PHAIDRA Vue Components

Right from the early days of PHAIDRA there was a need for more than just one frontend for the repository. This led not only to PHAIDRA API implementing many features which would be typically left for frontend (i.e. providing various data viewers which the frontend merely embeds via iframe) but also to the creation of reusable frontend components. PHAIDRA Vue Componets is a library of Vue components and scripts which implement many common use cases: ingest, metadata editing, defining relationships and access rights, search, etc. It enables fast development of tailored frontends (see Docked Applications for examples) while also keeping them thin, hence easier to maintain.

Here is a little schematics which summarizes how the parts of PHAIDRA Vue Components work together:

PHAIDRA UI

This is the general purpose frontend for PHAIDRA. It provides access to almost all features of the repository and mostly builds on PHAIDRA Vue Components. It's aim is to be intuitive, so that it can be used by users without expert knowledge of repositories or bibliographic or other metadata, and also agnostic to where the digital object is coming from, since objects can be ingested via many different frontends and systems.
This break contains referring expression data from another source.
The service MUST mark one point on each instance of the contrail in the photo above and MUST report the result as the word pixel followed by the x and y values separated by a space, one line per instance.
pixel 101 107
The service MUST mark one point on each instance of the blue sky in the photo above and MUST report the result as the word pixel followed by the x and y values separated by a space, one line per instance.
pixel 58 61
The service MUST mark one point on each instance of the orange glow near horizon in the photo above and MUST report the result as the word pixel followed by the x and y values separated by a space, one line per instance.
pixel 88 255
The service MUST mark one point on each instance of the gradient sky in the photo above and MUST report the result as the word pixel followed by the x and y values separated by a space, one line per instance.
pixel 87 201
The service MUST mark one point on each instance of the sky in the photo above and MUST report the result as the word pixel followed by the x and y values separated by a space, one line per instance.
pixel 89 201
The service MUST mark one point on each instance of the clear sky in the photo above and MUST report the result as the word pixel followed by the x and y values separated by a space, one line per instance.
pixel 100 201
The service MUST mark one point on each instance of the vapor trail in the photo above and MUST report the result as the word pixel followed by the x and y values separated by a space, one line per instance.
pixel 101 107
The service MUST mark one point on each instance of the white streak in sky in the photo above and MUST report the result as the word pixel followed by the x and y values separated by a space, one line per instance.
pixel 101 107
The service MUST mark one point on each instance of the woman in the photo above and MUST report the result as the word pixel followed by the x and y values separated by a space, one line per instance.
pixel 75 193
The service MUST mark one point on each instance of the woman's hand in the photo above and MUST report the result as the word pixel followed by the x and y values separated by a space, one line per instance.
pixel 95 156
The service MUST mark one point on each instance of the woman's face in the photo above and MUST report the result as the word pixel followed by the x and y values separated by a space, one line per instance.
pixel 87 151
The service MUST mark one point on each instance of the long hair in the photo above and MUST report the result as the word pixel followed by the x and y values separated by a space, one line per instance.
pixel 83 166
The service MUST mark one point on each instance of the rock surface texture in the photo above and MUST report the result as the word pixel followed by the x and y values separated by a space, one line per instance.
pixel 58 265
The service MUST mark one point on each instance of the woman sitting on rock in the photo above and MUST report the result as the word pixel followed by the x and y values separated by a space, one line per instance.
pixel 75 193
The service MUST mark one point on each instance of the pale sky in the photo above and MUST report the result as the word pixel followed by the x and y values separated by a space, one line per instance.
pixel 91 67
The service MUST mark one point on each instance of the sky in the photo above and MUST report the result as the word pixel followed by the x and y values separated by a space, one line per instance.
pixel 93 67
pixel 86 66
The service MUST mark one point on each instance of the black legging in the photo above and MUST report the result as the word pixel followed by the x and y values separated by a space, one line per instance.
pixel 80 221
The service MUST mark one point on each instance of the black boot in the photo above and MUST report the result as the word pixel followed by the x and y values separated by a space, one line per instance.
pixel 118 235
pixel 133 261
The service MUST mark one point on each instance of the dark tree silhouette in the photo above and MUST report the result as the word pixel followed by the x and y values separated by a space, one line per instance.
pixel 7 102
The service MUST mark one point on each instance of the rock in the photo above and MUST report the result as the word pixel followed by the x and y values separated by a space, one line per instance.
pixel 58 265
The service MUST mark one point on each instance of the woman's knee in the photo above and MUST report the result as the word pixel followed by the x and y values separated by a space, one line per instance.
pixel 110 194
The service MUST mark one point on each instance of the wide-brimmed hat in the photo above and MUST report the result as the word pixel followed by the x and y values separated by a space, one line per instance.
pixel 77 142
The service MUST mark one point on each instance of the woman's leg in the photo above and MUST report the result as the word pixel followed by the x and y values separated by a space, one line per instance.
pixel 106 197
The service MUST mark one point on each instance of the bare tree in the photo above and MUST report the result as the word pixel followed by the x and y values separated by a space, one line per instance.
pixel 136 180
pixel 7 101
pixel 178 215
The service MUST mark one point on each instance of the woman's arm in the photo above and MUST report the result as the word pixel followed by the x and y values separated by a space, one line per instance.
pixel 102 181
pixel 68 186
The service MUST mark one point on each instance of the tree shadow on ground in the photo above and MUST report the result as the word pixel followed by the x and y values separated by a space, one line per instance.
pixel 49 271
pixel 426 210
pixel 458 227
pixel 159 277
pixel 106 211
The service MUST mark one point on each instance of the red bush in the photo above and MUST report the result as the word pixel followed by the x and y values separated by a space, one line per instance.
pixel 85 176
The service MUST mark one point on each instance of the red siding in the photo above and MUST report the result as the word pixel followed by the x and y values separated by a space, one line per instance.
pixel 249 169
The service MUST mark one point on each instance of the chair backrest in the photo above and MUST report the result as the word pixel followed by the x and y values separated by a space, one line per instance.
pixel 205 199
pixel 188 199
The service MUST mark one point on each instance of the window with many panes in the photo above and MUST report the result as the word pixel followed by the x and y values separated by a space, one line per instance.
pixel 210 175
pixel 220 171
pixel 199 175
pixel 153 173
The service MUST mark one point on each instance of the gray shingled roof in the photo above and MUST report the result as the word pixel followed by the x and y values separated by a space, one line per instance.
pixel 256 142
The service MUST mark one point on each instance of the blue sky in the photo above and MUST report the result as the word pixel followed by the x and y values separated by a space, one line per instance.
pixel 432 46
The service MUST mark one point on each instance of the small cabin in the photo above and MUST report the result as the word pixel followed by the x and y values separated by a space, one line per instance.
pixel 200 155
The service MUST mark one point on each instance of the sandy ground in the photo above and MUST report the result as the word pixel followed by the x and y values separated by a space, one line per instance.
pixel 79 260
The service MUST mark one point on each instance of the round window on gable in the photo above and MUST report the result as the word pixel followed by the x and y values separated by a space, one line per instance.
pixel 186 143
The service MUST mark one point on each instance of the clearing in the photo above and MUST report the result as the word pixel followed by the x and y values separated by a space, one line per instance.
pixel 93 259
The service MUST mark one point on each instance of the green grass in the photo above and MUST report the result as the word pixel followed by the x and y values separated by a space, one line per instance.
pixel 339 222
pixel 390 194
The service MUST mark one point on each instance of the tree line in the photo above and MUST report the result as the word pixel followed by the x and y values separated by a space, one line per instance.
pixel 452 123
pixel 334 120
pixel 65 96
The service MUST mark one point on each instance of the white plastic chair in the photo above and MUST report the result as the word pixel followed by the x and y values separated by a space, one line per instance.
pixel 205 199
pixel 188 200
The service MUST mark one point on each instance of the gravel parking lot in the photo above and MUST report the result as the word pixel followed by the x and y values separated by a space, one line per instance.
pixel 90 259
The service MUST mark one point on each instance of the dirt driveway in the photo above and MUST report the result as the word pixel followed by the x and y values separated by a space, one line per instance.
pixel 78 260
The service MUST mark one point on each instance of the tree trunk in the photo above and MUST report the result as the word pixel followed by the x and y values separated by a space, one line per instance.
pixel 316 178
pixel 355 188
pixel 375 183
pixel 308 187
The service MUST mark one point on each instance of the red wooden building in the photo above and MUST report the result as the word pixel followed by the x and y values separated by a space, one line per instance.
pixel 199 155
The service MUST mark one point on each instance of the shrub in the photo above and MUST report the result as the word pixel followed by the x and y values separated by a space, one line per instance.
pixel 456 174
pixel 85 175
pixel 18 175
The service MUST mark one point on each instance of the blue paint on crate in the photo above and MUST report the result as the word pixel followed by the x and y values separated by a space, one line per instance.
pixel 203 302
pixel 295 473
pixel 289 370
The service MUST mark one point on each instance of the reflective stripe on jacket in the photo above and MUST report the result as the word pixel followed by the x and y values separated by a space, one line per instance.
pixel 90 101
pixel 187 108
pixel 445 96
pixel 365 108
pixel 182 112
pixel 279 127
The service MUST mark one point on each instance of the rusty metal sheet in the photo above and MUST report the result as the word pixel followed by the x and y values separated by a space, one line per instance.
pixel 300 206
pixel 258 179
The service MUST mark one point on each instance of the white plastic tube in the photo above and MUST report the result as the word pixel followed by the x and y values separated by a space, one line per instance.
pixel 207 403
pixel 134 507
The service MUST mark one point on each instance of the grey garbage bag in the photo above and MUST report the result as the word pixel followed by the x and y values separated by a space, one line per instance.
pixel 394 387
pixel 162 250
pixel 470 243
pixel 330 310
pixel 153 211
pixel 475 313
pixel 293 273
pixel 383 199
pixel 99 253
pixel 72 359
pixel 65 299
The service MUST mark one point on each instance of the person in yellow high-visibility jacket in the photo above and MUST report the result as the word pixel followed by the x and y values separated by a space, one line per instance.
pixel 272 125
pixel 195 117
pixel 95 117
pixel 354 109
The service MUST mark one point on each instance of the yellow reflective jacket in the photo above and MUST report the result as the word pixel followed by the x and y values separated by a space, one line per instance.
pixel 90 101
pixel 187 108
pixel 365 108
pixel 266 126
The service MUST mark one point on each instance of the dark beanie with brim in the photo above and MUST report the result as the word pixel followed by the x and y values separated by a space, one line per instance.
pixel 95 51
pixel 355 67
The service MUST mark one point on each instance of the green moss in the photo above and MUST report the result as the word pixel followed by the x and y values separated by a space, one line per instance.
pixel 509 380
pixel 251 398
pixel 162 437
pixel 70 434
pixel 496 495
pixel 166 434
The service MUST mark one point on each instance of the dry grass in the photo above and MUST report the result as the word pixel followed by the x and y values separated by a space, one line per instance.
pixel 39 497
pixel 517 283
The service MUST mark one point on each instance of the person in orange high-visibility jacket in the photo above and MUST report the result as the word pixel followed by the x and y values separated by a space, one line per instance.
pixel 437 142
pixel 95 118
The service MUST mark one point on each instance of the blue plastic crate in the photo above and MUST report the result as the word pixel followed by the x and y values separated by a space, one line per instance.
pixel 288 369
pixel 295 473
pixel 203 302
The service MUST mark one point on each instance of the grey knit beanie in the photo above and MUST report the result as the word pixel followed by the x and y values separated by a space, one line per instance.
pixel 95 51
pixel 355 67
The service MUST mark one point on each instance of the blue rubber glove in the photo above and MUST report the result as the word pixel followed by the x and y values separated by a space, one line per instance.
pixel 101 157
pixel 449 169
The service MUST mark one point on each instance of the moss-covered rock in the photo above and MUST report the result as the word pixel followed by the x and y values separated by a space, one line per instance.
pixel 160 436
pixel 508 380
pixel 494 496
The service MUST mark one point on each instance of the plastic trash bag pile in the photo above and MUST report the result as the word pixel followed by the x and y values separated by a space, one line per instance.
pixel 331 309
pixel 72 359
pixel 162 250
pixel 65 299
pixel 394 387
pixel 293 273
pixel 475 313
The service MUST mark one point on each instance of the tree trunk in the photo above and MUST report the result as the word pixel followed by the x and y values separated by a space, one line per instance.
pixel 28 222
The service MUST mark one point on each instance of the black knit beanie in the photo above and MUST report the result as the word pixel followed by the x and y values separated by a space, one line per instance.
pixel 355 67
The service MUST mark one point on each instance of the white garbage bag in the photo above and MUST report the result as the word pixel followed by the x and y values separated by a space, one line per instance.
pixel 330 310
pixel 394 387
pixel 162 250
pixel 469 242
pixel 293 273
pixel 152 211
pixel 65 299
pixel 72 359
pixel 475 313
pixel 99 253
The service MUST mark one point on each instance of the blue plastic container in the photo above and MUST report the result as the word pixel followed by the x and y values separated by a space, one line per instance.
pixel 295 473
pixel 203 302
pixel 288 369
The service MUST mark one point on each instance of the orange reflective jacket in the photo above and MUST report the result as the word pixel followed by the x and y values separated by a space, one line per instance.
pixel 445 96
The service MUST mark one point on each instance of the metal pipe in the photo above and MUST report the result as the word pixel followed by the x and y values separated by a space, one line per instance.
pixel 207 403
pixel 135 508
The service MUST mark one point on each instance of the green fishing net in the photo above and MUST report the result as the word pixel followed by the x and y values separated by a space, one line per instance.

Here is how a typical submit form looks like

And this is the typical detail view

Monitoring

PHAIDRA makes use of the state of the art monitoring software like Grafana, Loki and Promtail, which are part of the code repository. We'd also typically use Prometheus for alerting (not part of the code repository).

Cronjobs

Cronjobs are set up for periodic maintenance tasks like removing expired access rights definitions, creating sitemaps, updating OAI-PMH records, backing-up databases, etc.

Other services

A productive repository instance needs services which are not, or cannot be part of PHAIDRA code. Alerting and backup are two examples which should definitely be set up.

Docked applications

Throughout the 15 years of PHAIDRA's history, multiple systems have been integrated with it. There are at least 3 different systems for thesis submit, ingest workflows have been developed from systems like Goobi or Moodle and metadata have been mapped from various repositories and catalogues. Some of the integrations make use of PHAIDRA API and some even PHAIDRA Vue Components. We call the latter "Docker applications". See Docked Applications for some examples.

Other components

As a central datahub, a repository often needs to be integrated with many other services in an institution. In case of PHAIDRA this can be implemented actively via PHAIDRA API, or the API can write a job in a custom queue for the external service to pick up and process. An example of services which are integrated in some PHAIDRA instances are a Handle server or an Opencast streaming server.

Harvesters

One of the primary missions of an open respository is dissemination. PHAIDRA uses the OAI-PMH interface through whitch metadata can be harvested in oai_dc and oai_openaire metadata schemas.